The annual planning of control activities agreed in JDPs coordinated by EFCA is based on a risk management process. Different types of information and data are compiled and analysed to formulate recommendations for the cost-effective deployment of control means and implementation of activities to monitor and improve compliance. The risk assessment exercise aims to define the level of risk of non-compliance associated with each fishery segment, which is defined according to the type of fishing gear, the geographical area and the target species. Based on this assessment, a set of recommendations on priority risks is agreed, which will be the basis for the development of JDPs.
What is the risk management process?
A risk management process consists of a structured framework for the identification, analysis, evaluation and treatment of risks. The aim of the process is to contribute to the efficient placement of inspection and control means in order to respond to risks, to create effective deterrence to non-compliance and to provide assurance that compliance risks are recognised and addressed in a systematic way. The framework also incorporates an effectiveness analysis, to improve future risk management cycles.
The regional risk management process conducted by EFCA is aligned with the generic risk management methodologies, such as the ones applied for natural hazards or financial risks. The aim is to make the most of the limited resources of inspections means.

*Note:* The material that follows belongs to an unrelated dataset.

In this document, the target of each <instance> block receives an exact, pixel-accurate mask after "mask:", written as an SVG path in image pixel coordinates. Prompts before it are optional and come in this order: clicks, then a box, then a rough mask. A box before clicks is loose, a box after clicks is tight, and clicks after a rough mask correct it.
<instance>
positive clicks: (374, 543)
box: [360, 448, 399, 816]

Risk management is composed of three main steps:
A. Risk assessment. This is the process where the main risks of non-compliance are identified, analysed and evaluated. The analysis consists in estimating two factors: (a) impact or consequences of non-compliance threats to the common fisheries policy objectives and (b) the likelihood that those threats will occur, based on intelligence or compliance indicators developed by EFCA with Member States. Each risk is evaluated based on these two factors, leading to a categorisation of the fleet segment having a low, medium, high or very high risk of each identified threat.

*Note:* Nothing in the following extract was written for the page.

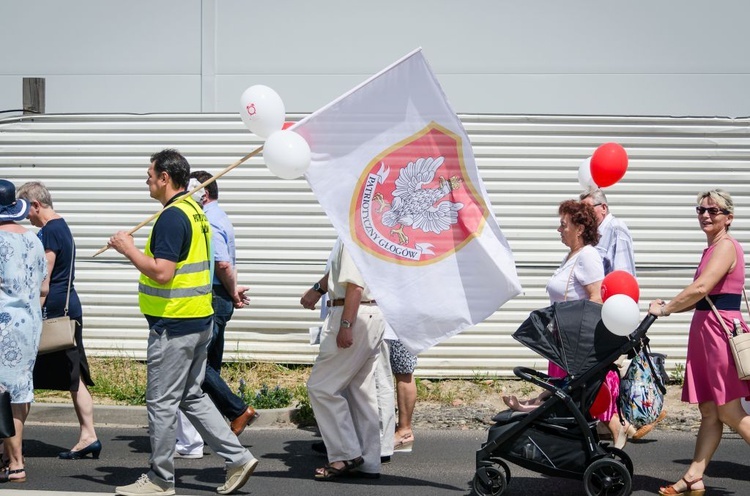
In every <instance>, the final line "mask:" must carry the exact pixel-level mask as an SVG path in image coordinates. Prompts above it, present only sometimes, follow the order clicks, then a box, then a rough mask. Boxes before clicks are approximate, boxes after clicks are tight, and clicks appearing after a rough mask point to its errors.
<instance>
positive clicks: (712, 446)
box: [649, 189, 750, 496]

B. Risk treatment. This step aims to select and implement effective counter-measures adapted to a cost-effective use of available resources. Risk treatment measures should address risks considered as not acceptable. Several aspects should be considered when recommending a given risk treatment strategy, such as the current level of control, the cost-effectiveness of the recommended actions, the deterrence effect, available resources, etc. In general, low-priority risks are monitored, while specific plans are developed and implemented for high-priority risks.
C. Effectiveness analysis. A critical examination of the process is an important step in the full cycle of the risk management process. This step enables an evaluation of the framework itself and the effectiveness and efficiency of the risk treatment measures implemented. An annual JDP assessment report is produced annually for each JDP area.